Теперь, выходя на улицу, я ощущал в своем теле странную неудержимую силу. Со мной был мой револьвер – штука, которая взрывается и производит шум. Но не он вселял в меня уверенность, я сам был существом из породы револьверов, гранат и бомб. И я тоже в один прекрасный день, в самом конце моей бесцветной жизни, взорвусь и освещу мир яростным и кратким, как вспышка магния, светом. В то время часто, по ночам, воображение мое рисовало одну и ту же картину. Я анархист, ожидаю в засаде проезда царя, и у меня в руках адская машина. В положенное время проезжает кортеж, бомба взрывается, и на глазах у всей толпы мы взлетаем на воздух: я, царь и три разряженных в золото офицера.
Я неделями не появлялся в конторе. Гулял по бульварам среди моих будущих жертв или, запершись в своей комнатке, строил всевозможные планы. С работы меня уволили в начале октября. Досуг свой я заполнял теперь составлением нижеследующего письма, которое переписал затем в ста двух экземплярах:
«Месье!
Вы знамениты, и труды ваши издаются тысячными тиражами.
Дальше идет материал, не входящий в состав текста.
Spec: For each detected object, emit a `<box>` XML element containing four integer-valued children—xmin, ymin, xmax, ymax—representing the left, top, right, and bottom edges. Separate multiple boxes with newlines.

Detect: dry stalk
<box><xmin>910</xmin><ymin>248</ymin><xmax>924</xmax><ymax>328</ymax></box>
Я скажу вам почему: потому, что вы любите людей. Гуманизм у вас в крови, и это, конечно, большое счастье. В компании вы прямо расцветаете, едва завидя одного из себе подобных. Не зная даже его имени, вы уже чувствуете к нему симпатию. Вам нравится его тело, весь тот манер, на какой он сложен, его ноги, которые он может раздвинуть и сдвинуть по своей воле, и его руки, особенно руки: вам ужасно приятно, что на каждой руке у него по пять пальцев и что он может противопоставить большой палец остальным. Вы наслаждаетесь, глядя, как сосед ваш берет со стола чашку, потому что ведь существует особая манера брать предметы, исключительно человеческая, так часто описываемая в ваших трудах: менее ловкая и не такая быстрая, как у обезьян, но – а разве нет? – насколько более разумная. Да, вы любите человека, его походку выздоравливающего после тяжелого ранения, его вид изобретающего ходьбу при каждом шаге и его знаменитый взгляд, который не могут выдержать животные. Вы легко находите тон, которым удобнее всего говорить с ним о нем же самом, – тон смущенного целомудрия. Люди с жадностью набрасываются на ваши книги, они читают их в удобных креслах и мечтают о большой любви, несчастной и скромной, которую вы им преподносите, и это во многом их утешает – и в том, что они ленивы и трусливы, что их обманывают жены и что первого января прибавки к жалованью не будет. И они с облегчением говорят о вашем последнем романе: о, изумительно!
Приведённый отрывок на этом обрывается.